BurstFormer: a spiking Transformer trained with biologically inspired learning rules

Authors: Xingyun Wang,Richard Naud

Presenting author: Xingyun Wang

Presentation type: Poster at SNUFA 2025 online workshop (5-6 Nov 2025)

Abstract

Transformers are a cornerstone of modern artificial intelligence (AI), but their training demands substantial energy on conventional von Neumann hardware. This has spurred interest in spiking Transformer models suitable for autonomous neuromorphic chips. However, existing spiking Transformers lack a local learning rule, jeopardizing on-chip learning and energy efficiency. Here, we adapt Burstprop, a biologically inspired local learning rule that harnesses burst-dependent synaptic plasticity, to enable supervised learning in a spiking Transformer.

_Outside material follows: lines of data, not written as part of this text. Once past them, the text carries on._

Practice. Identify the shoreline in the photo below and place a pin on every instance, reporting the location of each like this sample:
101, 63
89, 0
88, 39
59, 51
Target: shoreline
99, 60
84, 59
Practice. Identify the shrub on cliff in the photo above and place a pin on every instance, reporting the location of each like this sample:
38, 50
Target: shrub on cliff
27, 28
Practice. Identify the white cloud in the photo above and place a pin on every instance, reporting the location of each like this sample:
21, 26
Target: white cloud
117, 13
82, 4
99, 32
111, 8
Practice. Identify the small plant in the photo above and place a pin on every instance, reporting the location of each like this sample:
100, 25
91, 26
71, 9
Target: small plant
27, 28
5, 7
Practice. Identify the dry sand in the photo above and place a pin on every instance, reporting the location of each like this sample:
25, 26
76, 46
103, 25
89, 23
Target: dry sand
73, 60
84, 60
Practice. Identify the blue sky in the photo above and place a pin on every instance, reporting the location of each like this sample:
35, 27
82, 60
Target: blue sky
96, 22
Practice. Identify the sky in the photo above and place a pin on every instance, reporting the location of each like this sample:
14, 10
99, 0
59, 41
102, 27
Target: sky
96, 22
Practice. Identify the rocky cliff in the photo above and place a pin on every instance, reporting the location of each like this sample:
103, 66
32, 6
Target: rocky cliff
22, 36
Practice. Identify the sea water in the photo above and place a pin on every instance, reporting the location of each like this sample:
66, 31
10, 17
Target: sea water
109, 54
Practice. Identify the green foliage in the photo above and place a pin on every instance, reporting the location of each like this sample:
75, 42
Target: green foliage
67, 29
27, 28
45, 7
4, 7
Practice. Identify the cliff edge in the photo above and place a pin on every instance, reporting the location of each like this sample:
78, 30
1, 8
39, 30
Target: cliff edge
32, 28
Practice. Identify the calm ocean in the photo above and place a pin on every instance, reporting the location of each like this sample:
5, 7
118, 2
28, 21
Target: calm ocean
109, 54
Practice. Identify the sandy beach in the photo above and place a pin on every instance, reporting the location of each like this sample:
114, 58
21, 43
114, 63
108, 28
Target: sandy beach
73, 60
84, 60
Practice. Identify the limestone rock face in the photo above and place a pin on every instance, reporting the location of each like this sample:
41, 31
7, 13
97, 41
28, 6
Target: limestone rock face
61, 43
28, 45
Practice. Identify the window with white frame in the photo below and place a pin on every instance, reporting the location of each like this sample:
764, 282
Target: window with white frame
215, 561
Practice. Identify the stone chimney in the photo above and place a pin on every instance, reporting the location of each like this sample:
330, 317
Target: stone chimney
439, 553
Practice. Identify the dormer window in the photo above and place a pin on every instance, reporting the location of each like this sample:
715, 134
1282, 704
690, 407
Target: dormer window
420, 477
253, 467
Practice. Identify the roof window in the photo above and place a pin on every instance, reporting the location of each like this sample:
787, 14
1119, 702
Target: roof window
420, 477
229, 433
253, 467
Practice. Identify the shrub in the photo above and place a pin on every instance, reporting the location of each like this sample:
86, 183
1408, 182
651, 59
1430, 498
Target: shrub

Inspired by nonlinear dendritic integration, we propose a dendritic architecture amenable to Burstprop training for a spiking Transformer (BurstFormer). We test the accuracy of BurstFormer in image classification tasks (MNIST, KMNIST, FashionMNIST, and EMNIST) and find that the performance is comparable to a Transformer with continuous-valued activations rather than spikes. We also find BurstFormer outperforms a similarly sized spiking multi-layer perceptron (MLP) trained with Burstprop (BurstMLP), highlighting the advantage of the Transformer architecture over MLP in spiking networks trained with Burstprop. While our work doesn’t address the non-locality of weight sharing, it forms a significant step toward energy-efficient adaptation on neuromorphic systems.